After breakfast Marli and I sauntered off to our favourite spot for some exceptionally civilised fly fishing, none of this early rising, braving the cold twaddle needed here! The little vlei below the main 18 hectare dam wall, now well-filled after the summer rains, teems with large rainbow and brown trout escapees, making for some of the best sight fishing we’ve ever had. A small neutral density dragon nymph cast along the edge of a weed bed or towards a clearly discernable fishy bulge in the shallow water, time and again resulted in a tight line with a well-conditioned, irate trout at the other end. Having had enough of the stillwater fishing for the moment, it was off to the Swith stream, the birthplace of the Luzi River, to sample some of its wily trout on the dry fly. The Swith runs in a steep valley, the marble bright water carving out the bottom over millennia, with imposing sandstone walls towering above the gorge, hiding quite a few overhangs decorated with ancient San rock art. This miniscule water has some prime dry-fly areas where a sparsely tied, stiff-hackled fly can flutter, dance and tiptoe over sparkling short runs and small pools. Watching as the fly commences its ballet over the sunlit water, can bring a stillness to the heart with almost untenable anticipation, only to be relieved by the lightning fast take of a wild rainbow trout, making the ultimate deception complete.
Vrederus is more than just quality flyfishing in virgin streams and large stillwaters; it boasts an impressive ornithological potpourri, with in excess of 172 listed bird species in the area. Around the water and on the rest of the farm one can observe some of South Africa’s rare and endangered bird species including the bearded vulture, booted eagle, black harrier, mountain pipit, black stork and the ever-elusive yellow-breasted pipit. For the photographer, Vrederus is a seemingly endless montage of scenery, with quaint pastoral scenes intermingled with ominous thunderstorms and calm, almost docile sunsets. Old farm buildings and implements make very willing subjects for abstract scenes, while the local bird life will keep the wildlife photographer more than just occupied.
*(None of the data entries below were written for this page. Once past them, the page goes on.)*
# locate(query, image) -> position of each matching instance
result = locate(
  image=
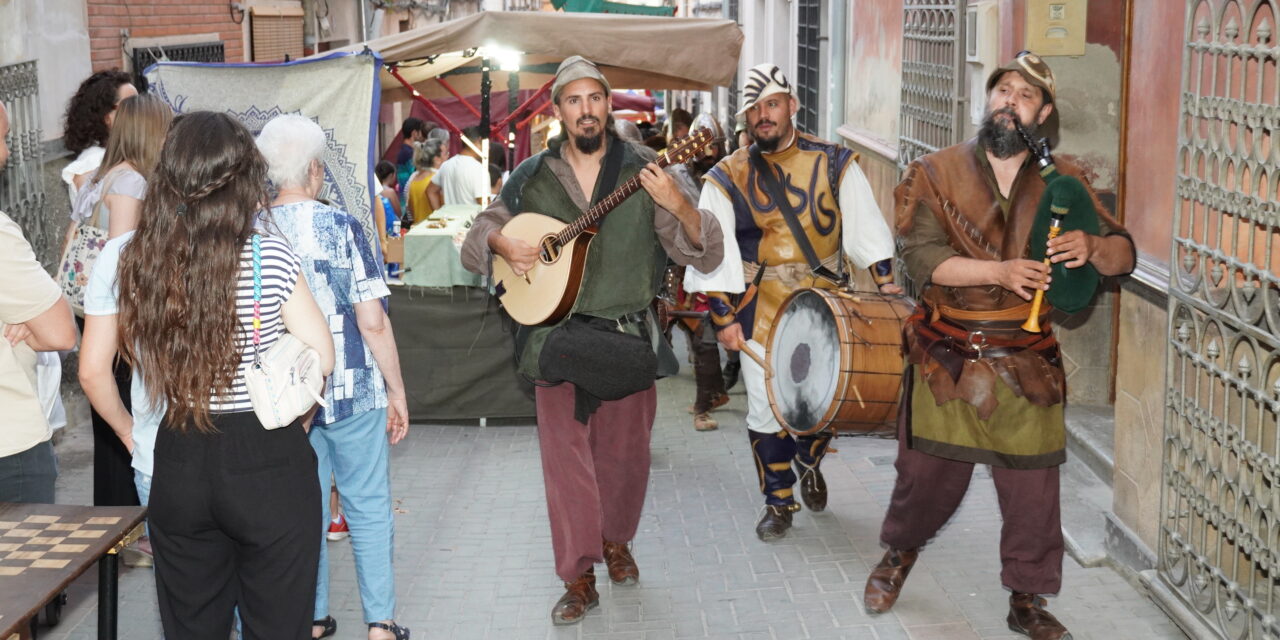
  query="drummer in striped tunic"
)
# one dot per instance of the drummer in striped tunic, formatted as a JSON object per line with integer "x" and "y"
{"x": 835, "y": 208}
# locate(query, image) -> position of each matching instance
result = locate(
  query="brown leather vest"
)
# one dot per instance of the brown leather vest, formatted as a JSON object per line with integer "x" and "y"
{"x": 958, "y": 188}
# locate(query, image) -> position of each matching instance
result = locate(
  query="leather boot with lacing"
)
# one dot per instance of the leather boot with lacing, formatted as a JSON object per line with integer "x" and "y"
{"x": 773, "y": 455}
{"x": 580, "y": 597}
{"x": 622, "y": 565}
{"x": 885, "y": 583}
{"x": 1027, "y": 616}
{"x": 775, "y": 522}
{"x": 809, "y": 453}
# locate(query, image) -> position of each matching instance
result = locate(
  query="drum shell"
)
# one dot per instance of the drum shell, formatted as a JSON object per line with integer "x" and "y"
{"x": 871, "y": 364}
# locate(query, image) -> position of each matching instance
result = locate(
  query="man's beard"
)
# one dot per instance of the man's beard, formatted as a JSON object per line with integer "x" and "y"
{"x": 589, "y": 144}
{"x": 769, "y": 145}
{"x": 1000, "y": 140}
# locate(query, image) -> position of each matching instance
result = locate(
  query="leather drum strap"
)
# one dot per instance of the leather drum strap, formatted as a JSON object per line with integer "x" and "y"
{"x": 769, "y": 181}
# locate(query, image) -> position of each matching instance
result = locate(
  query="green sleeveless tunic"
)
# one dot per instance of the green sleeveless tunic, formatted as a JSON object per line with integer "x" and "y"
{"x": 625, "y": 261}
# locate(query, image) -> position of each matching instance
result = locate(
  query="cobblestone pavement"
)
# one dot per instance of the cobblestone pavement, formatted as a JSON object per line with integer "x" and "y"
{"x": 474, "y": 557}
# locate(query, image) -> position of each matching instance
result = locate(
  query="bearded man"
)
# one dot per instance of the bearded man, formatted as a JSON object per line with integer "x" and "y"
{"x": 595, "y": 453}
{"x": 981, "y": 389}
{"x": 827, "y": 209}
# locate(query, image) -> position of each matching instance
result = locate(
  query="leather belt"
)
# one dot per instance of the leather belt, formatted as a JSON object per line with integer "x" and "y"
{"x": 950, "y": 343}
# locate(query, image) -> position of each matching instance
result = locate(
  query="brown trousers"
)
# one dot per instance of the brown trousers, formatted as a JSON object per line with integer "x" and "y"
{"x": 929, "y": 489}
{"x": 595, "y": 474}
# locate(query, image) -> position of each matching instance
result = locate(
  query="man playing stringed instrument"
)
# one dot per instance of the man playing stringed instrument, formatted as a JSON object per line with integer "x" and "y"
{"x": 981, "y": 388}
{"x": 595, "y": 453}
{"x": 831, "y": 202}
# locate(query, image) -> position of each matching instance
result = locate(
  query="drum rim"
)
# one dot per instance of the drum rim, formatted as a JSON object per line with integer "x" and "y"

On our last evening, dusk finds young Peet Naude and me back in the vlei, up to our knees in cold clear water. A slight surface bulge betrays the presence of a foraging trout in the soft evening glow, making it an easy target to reach with a single flick of the rod. Having hooked the fish, I handed the rod to my young apprentice, having him hang on for dear life. How do you explain to an eight year old that the fish on the other end of the line, trying to pull him into the water, is likely to be bigger than his baby sister? After landing and gently releasing the fish, we walked back to the house in silence, as words strangely felt out place during the making of a special twilight memory. After blissful days of top class fishing, the ever-moving hands of time has sadly caught up with us yet again, and it was time to head for home, bringing an end to a much fulfilling odyssey of sparkling rivers, streams and dams. As we drove off into the swirling early morning mist we realise that we won’t stay away for too long, our weary city souls will hopefully once more soak up the solitude and rest that one can only truly find in this part of the world, a magical place, an uncomplicated place, a place beyond the worldly grasp of words.